Global Branding with Brand Gender and Brand Equity

2018 
This chapter demonstrates the brand-gender–brand-equity approach in a global setting through studies in 10 countries across four continents. It follows Aaker and Joachimsthaler’s (Harvard Business Review 137–144, 1999) suggestion that global firms assess brand equity by assessing brand personality. The rationale behind the implementation of brand gender is the universality of gender perceptions. Psychologists sometimes assume that all cultures perceive gender similarly. The duality of femininity and masculinity extends beyond the dichotomy of a male or female sex and is also found between fathers and mothers, who are characterized by protection and care (Hofstede in Culture’s Consequences—International Differences in Work Related Values. Newbury Park, London, 1980).

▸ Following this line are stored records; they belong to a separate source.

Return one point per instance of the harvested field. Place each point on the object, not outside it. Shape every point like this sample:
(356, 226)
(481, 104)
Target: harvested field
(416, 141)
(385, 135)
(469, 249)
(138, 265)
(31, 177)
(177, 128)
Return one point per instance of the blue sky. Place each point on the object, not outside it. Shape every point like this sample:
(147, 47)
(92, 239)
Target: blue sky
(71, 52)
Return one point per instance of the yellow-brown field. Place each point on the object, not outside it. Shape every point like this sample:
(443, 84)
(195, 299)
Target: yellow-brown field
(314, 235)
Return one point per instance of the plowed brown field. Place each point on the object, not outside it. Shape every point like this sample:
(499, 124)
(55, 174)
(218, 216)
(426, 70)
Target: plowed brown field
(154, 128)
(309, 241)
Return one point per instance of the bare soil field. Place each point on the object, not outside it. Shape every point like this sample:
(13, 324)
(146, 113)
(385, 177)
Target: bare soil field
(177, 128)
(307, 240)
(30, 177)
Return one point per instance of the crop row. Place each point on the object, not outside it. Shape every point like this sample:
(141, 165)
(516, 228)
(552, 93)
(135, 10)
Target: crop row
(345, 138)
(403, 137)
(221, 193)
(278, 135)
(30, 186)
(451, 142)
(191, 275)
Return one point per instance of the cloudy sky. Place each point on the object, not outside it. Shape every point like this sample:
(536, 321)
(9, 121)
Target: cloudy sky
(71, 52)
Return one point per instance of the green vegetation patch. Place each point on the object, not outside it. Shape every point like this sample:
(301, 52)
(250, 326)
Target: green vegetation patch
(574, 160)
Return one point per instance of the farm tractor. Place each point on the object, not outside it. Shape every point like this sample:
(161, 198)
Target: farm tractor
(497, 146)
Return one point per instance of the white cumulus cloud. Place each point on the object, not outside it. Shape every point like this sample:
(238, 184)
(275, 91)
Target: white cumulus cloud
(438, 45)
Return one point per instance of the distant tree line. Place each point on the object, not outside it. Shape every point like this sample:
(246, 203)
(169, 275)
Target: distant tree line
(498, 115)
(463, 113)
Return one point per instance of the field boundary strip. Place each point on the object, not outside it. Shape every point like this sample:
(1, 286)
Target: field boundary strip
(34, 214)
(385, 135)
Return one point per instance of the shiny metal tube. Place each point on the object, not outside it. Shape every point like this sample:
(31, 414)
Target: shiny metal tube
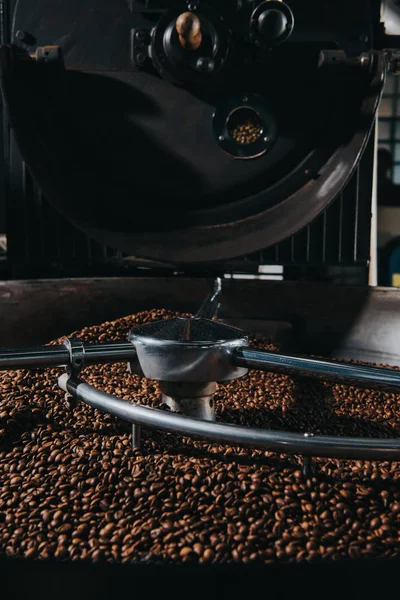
(327, 370)
(275, 441)
(58, 356)
(209, 308)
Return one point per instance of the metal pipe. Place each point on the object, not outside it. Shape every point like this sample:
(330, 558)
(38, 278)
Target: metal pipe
(350, 374)
(58, 356)
(275, 441)
(209, 308)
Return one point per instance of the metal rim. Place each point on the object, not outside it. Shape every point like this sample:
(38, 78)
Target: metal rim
(282, 442)
(220, 125)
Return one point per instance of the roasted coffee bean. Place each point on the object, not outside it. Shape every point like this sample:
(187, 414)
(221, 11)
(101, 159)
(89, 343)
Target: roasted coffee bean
(247, 132)
(72, 487)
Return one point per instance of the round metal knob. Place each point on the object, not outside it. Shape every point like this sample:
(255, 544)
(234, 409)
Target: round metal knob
(272, 24)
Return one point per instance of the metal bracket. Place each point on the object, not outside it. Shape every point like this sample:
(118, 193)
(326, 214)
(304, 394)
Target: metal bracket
(76, 352)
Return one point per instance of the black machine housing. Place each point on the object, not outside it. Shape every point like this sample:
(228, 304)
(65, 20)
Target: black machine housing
(116, 154)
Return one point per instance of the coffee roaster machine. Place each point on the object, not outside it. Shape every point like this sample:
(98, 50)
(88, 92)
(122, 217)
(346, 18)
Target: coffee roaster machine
(152, 147)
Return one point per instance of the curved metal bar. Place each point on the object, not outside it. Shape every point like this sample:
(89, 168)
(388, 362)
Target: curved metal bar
(339, 372)
(275, 441)
(59, 356)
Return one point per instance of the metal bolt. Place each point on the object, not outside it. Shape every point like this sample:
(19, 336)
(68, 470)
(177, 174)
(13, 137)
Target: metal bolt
(140, 35)
(25, 38)
(307, 461)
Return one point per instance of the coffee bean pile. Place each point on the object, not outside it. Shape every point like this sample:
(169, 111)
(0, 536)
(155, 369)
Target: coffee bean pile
(246, 132)
(72, 487)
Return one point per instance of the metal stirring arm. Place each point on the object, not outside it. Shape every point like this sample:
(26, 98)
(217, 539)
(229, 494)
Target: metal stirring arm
(327, 370)
(210, 306)
(275, 441)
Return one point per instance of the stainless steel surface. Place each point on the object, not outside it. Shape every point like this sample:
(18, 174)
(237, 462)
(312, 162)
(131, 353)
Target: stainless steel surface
(191, 399)
(187, 350)
(59, 356)
(136, 434)
(326, 320)
(276, 441)
(351, 374)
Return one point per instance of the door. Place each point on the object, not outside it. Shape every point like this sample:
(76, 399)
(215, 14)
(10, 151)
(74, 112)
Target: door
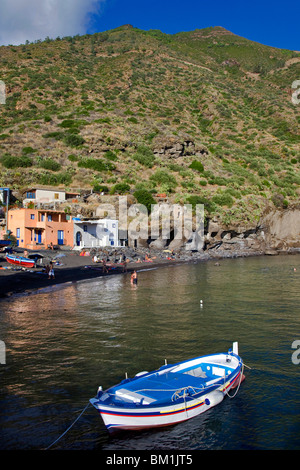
(60, 237)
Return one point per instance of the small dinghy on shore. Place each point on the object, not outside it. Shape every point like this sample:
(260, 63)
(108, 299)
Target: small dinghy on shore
(171, 394)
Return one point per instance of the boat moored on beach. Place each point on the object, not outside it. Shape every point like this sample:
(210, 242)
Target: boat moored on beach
(171, 394)
(20, 261)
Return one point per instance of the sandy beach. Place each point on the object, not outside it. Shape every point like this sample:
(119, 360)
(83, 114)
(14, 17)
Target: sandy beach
(70, 266)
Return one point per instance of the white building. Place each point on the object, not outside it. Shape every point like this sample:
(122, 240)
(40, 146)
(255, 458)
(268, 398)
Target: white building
(47, 195)
(96, 233)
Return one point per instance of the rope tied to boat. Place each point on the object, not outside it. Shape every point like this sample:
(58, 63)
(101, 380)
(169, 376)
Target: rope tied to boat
(238, 387)
(63, 434)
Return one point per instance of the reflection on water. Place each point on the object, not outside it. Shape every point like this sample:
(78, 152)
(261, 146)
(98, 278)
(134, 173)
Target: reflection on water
(61, 345)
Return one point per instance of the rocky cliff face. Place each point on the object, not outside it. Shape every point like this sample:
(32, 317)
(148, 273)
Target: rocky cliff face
(277, 231)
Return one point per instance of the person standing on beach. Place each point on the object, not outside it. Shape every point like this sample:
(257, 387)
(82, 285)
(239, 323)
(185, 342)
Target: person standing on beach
(133, 278)
(105, 270)
(51, 272)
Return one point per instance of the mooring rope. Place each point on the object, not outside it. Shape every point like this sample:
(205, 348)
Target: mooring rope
(235, 393)
(68, 427)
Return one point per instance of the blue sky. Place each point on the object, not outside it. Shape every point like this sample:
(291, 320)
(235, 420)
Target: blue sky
(274, 23)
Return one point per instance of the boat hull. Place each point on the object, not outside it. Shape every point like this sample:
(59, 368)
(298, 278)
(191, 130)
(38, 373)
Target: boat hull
(20, 261)
(118, 414)
(119, 419)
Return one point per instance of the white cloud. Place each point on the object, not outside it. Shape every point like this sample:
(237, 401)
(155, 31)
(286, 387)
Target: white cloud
(36, 19)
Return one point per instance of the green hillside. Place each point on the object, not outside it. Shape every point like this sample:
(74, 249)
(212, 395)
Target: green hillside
(204, 116)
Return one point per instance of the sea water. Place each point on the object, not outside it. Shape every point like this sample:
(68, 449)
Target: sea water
(60, 345)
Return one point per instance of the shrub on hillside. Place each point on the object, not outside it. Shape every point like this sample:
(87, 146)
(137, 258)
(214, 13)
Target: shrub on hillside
(49, 164)
(144, 197)
(8, 161)
(196, 165)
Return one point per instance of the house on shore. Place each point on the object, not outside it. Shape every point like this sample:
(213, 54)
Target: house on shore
(95, 233)
(39, 195)
(39, 228)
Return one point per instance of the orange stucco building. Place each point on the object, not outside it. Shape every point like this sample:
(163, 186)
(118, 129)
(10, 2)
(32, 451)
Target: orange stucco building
(38, 228)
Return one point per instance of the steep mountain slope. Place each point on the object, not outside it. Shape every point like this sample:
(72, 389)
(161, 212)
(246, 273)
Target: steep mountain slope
(204, 116)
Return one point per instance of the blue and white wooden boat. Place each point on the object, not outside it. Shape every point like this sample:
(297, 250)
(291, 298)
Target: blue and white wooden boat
(20, 261)
(171, 394)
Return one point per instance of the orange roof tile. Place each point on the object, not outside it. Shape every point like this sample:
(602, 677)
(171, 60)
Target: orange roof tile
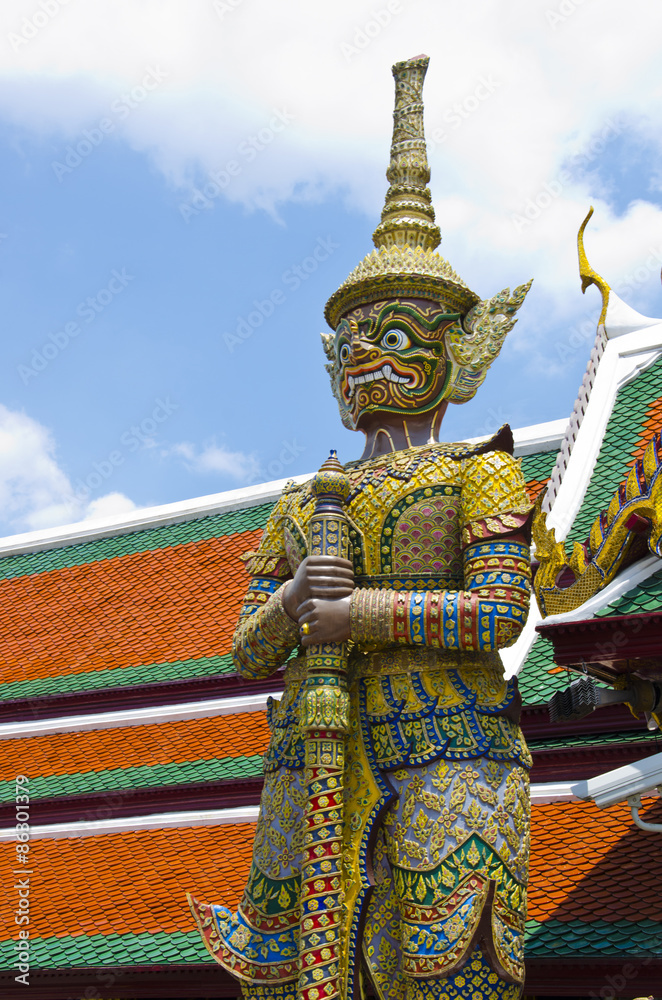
(164, 743)
(154, 606)
(586, 865)
(590, 864)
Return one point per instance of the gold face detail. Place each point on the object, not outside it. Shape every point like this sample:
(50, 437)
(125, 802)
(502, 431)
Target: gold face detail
(389, 357)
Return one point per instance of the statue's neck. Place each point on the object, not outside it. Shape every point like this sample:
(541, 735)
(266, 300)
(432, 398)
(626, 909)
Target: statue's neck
(387, 432)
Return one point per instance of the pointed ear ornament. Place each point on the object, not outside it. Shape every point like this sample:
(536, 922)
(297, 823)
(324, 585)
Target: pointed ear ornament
(405, 263)
(473, 343)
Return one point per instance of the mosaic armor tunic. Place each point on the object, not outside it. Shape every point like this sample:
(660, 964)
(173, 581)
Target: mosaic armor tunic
(436, 786)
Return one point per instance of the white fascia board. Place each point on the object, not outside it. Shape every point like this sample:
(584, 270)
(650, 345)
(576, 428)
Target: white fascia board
(539, 437)
(541, 794)
(529, 440)
(545, 792)
(624, 357)
(152, 715)
(515, 656)
(624, 582)
(146, 517)
(132, 824)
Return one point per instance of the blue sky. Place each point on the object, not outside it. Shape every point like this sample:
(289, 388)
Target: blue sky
(173, 171)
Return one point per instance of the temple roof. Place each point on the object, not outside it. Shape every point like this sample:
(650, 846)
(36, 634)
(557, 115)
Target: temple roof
(145, 749)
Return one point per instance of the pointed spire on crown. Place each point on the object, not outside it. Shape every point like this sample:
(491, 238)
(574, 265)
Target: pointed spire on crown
(408, 215)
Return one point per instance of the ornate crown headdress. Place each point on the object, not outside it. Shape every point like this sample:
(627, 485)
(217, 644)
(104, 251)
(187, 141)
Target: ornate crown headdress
(405, 263)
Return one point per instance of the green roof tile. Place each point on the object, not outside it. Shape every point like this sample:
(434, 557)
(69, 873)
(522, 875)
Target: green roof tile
(622, 434)
(646, 596)
(539, 465)
(95, 680)
(111, 949)
(536, 684)
(143, 776)
(200, 529)
(551, 938)
(562, 938)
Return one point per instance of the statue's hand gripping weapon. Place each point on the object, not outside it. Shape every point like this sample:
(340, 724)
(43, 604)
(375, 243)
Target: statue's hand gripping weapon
(326, 723)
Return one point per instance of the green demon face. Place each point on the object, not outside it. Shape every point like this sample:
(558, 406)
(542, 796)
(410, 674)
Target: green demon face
(389, 357)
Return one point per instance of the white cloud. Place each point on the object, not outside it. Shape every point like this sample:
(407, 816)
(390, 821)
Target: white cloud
(215, 459)
(511, 95)
(34, 491)
(514, 92)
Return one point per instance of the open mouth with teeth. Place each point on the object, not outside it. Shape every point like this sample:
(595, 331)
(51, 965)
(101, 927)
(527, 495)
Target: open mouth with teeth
(384, 372)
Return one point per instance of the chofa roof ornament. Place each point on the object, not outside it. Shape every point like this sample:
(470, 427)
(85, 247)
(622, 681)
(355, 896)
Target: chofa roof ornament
(405, 263)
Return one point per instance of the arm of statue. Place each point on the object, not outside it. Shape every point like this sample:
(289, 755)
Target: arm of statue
(265, 635)
(488, 614)
(268, 629)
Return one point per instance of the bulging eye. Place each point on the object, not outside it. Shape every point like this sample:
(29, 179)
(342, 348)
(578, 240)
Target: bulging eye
(396, 340)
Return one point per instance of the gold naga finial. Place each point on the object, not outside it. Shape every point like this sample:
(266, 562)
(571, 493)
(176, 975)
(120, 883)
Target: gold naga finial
(586, 272)
(408, 215)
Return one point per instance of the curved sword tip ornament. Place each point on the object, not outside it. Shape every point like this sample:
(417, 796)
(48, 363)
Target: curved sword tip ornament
(588, 275)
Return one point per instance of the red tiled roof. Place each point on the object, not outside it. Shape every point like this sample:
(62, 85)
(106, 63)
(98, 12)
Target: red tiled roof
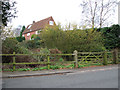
(38, 25)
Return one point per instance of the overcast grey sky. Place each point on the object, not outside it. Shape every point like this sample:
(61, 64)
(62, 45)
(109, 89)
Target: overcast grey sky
(63, 11)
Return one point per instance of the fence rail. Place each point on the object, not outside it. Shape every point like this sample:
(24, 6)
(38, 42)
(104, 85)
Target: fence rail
(79, 58)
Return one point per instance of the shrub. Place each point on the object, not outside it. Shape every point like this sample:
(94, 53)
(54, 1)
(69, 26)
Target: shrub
(70, 40)
(20, 39)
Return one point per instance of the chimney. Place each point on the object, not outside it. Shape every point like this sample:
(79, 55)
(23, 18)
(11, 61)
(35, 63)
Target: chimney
(33, 22)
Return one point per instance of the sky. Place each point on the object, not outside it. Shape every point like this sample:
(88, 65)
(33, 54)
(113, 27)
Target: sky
(63, 11)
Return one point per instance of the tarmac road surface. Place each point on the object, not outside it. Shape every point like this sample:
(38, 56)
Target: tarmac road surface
(106, 77)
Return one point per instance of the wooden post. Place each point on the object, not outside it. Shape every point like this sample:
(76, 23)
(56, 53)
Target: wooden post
(48, 59)
(14, 61)
(115, 56)
(105, 58)
(75, 58)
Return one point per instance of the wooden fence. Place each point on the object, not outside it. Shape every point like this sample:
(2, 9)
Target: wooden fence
(79, 58)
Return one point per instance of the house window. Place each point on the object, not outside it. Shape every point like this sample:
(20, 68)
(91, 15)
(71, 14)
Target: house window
(28, 34)
(50, 22)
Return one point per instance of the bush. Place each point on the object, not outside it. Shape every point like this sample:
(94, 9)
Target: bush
(20, 39)
(31, 44)
(111, 36)
(70, 40)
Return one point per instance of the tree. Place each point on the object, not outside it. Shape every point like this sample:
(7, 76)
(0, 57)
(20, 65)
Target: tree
(23, 28)
(6, 32)
(21, 38)
(8, 11)
(111, 36)
(97, 12)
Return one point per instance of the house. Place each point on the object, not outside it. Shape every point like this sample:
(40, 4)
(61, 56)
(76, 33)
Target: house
(36, 27)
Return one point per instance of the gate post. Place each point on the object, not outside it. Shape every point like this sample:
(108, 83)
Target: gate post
(75, 58)
(115, 56)
(105, 58)
(48, 61)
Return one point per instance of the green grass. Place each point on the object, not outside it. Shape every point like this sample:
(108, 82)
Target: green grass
(57, 66)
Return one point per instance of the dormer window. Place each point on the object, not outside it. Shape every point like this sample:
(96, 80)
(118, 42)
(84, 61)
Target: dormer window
(51, 23)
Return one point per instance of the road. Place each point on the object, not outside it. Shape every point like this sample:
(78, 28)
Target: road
(96, 78)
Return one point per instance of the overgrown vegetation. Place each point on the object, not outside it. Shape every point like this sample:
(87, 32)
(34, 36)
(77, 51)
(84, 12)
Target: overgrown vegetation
(70, 40)
(55, 40)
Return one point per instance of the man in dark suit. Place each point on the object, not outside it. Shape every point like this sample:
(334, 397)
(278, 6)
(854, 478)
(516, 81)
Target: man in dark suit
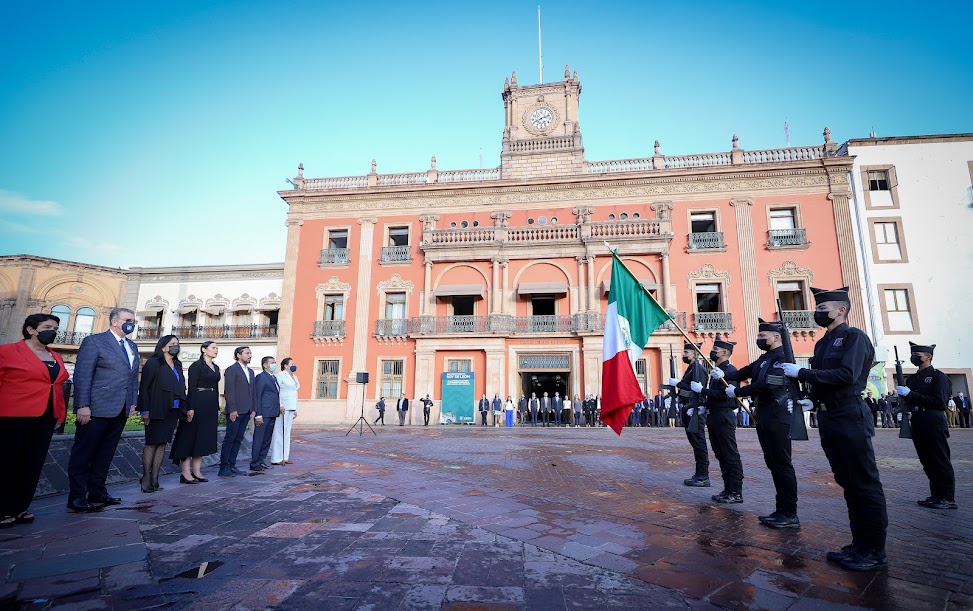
(239, 390)
(267, 408)
(105, 389)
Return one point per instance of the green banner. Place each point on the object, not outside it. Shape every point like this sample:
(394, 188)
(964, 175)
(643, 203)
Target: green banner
(458, 397)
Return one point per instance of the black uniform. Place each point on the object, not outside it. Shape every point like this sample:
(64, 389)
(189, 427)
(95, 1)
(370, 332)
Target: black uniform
(837, 376)
(930, 390)
(697, 439)
(768, 390)
(722, 425)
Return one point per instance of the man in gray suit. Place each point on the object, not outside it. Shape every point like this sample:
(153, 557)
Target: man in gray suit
(105, 388)
(240, 393)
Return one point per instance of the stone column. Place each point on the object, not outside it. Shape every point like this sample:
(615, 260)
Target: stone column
(847, 257)
(748, 270)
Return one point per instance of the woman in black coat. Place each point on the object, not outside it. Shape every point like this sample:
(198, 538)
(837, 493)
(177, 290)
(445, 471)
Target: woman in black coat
(162, 392)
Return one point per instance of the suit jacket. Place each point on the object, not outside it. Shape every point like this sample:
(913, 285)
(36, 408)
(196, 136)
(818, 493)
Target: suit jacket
(239, 389)
(267, 395)
(25, 383)
(105, 380)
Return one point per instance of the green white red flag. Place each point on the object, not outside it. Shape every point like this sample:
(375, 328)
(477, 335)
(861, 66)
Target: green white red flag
(631, 318)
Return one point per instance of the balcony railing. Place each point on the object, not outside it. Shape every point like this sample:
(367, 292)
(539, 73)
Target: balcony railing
(786, 237)
(329, 328)
(706, 241)
(334, 256)
(392, 327)
(396, 253)
(800, 319)
(713, 321)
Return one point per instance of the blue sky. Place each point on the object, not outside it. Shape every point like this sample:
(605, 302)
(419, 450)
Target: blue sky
(157, 133)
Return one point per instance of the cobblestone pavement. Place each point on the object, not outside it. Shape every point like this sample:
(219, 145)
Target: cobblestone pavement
(465, 517)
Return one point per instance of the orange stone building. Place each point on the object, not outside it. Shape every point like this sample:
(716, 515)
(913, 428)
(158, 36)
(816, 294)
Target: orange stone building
(503, 272)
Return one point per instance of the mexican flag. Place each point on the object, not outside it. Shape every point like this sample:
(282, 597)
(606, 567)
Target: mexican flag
(631, 318)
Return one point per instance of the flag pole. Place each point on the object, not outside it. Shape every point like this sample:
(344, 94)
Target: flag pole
(711, 364)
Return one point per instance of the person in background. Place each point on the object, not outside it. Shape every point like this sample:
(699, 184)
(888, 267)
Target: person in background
(280, 449)
(31, 405)
(196, 436)
(162, 397)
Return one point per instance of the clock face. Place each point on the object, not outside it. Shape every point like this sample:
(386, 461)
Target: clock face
(541, 118)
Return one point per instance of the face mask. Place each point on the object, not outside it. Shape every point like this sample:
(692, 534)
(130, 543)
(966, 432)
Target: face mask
(46, 337)
(822, 319)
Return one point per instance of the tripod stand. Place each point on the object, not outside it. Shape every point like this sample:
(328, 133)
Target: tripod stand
(361, 423)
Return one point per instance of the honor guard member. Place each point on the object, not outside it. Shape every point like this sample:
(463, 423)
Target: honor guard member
(690, 402)
(722, 423)
(771, 394)
(926, 394)
(837, 376)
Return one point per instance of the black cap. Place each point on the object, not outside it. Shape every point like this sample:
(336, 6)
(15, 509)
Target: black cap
(918, 348)
(824, 295)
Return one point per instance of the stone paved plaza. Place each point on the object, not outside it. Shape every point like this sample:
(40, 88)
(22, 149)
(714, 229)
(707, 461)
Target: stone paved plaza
(465, 517)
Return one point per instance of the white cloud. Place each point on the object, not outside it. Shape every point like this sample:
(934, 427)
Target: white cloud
(15, 203)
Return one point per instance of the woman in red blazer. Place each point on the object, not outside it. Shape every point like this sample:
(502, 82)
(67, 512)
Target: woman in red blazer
(31, 405)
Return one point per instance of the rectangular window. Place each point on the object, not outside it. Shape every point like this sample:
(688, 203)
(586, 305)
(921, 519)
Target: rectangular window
(334, 307)
(328, 375)
(338, 238)
(708, 298)
(392, 378)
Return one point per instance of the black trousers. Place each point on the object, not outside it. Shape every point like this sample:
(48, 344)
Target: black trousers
(846, 438)
(94, 447)
(23, 448)
(929, 435)
(722, 425)
(775, 442)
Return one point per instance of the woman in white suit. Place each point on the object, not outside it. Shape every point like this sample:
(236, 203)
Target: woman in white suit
(281, 447)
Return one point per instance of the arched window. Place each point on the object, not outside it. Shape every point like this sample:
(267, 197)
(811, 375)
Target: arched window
(84, 320)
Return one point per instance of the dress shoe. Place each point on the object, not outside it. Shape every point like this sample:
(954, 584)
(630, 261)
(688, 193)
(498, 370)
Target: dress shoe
(783, 521)
(81, 506)
(106, 499)
(866, 561)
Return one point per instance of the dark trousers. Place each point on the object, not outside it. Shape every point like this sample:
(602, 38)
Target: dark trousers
(94, 447)
(929, 435)
(232, 440)
(775, 442)
(846, 438)
(23, 448)
(262, 436)
(722, 425)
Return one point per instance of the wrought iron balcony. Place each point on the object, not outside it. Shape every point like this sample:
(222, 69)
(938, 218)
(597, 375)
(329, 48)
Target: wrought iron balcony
(786, 237)
(334, 256)
(329, 328)
(799, 319)
(713, 321)
(392, 327)
(392, 254)
(706, 241)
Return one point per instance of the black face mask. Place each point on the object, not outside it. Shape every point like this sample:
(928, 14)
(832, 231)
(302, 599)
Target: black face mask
(822, 319)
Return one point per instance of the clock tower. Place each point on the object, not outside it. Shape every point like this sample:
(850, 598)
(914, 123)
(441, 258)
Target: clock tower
(541, 135)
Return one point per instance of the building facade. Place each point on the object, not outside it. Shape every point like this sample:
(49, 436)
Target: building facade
(503, 272)
(913, 202)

Surveys were conducted in the Americas (Brazil and the U.S.), Asia (China, India, and Japan), Australia, and Europe (France, Germany, Russia, and Sweden) to produce a sample of countries constituting more than 50% of the global population. Confirmatory factor analyses showed that the model was valid and reliable in all countries. Gender and equity scores differed widely due to culturally dependent response styles; however, when the data were mean-centered, the results showed that brand genders were perceived similarly—not in absolute terms, but relatively—for 20 famous brands across all countries. Cosmetics brands, such as Dove, Nivea, Olay, L’Oreal, and Maybelline, were perceived as somewhat feminine, while Google, Nike, and Coca-Cola were perceived as somewhat masculine (cross-cultural androgyny is discussed in Chap. 4). Though brand equities showed some variation, Apple, Disney, and Google were among the stronger brands worldwide, with high equity rankings in nearly all countries. By contrast, American Express and Hilton, both service brands, had lower equities and ranked lower in many countries.